Life Gets In The Way Sometimes

 It's been a while since I posted here, mostly due to a plethora of  severe systemic illness that keeps me running what, for all intents and purposes, is a small medical laboratory. Multiple daily blood tests, constant injections and handfuls of pharmaceuticals every other hour is the order of the day. Once a VA specialist asked me if I was tired of  all the injections I shot up with every day. When I nodded, she told me it was called "Diabetes Fatigue" which amazed me in the sense they had gone to all the trouble to formally name the irritation with all the drugs and procedures they foisted upon you. And recently, months ago, I had a good-sized cancer tumor removed from my colon, a stage-2 which was planning to kill me in short order. A good deal of my metal detecting hobby pals have already shoved off for the great well-tended park in the sky, and I miss them all. 
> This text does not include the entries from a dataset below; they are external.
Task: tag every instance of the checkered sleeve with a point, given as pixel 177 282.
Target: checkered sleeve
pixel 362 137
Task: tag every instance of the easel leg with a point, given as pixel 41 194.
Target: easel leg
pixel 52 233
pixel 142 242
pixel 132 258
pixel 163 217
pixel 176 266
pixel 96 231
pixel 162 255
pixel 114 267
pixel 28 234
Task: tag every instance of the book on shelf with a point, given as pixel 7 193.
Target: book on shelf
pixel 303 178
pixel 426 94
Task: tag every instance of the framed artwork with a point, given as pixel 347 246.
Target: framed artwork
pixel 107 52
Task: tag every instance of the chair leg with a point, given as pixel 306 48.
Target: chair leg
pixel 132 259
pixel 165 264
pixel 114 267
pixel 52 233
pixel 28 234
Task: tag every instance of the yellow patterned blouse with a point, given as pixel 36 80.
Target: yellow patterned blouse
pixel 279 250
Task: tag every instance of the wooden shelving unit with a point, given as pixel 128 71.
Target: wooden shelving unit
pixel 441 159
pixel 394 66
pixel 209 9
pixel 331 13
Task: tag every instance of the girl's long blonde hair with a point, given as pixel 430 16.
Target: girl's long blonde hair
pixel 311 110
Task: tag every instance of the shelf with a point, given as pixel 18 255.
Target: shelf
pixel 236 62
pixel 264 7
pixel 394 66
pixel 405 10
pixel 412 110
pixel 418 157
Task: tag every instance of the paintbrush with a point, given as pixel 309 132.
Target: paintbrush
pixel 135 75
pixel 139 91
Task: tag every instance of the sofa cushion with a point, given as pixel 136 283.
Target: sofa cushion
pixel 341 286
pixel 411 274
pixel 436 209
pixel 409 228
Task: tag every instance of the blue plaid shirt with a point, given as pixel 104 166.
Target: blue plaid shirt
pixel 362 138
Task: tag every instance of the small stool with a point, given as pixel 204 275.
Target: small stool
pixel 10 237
Here in the US I have been hoping we could develop a national database, much like England's amazing Portable Antiquities Scheme (PAS) whereas the American metal detecting hobbyist had a place to register and display artifacts recovered during detecting outings, many of which are historic and of interesting origins, However, the current social turmoil enveloping the U.S. has brought most intellectual endeavors to a standstill, instilling a certain opinion that it will be many years, if ever, before the country will recover to it's former level of enlightenment. 

At any rate, since this is my first post of 2021, six months late, I might add, I'll just let the blog take me where I will here on out, and thanks to all my friends and colleagues, and associates for putting up with me, Especially my wife Patti who has to endure my take and displeasure on everything and anything with quiet resignation. Patti also endures being the CFMDC's "model" for all my graphic projects and announcements for the club, as well as on video announcing club hunts and events. She has even acquiesced and done "voice-overs" for me on video projects where I had a cold or could not talk, which Patti point's out is "...very rare!"  Here she is in one club project...hi Patti!

Patti modeling our metal detecting hunt!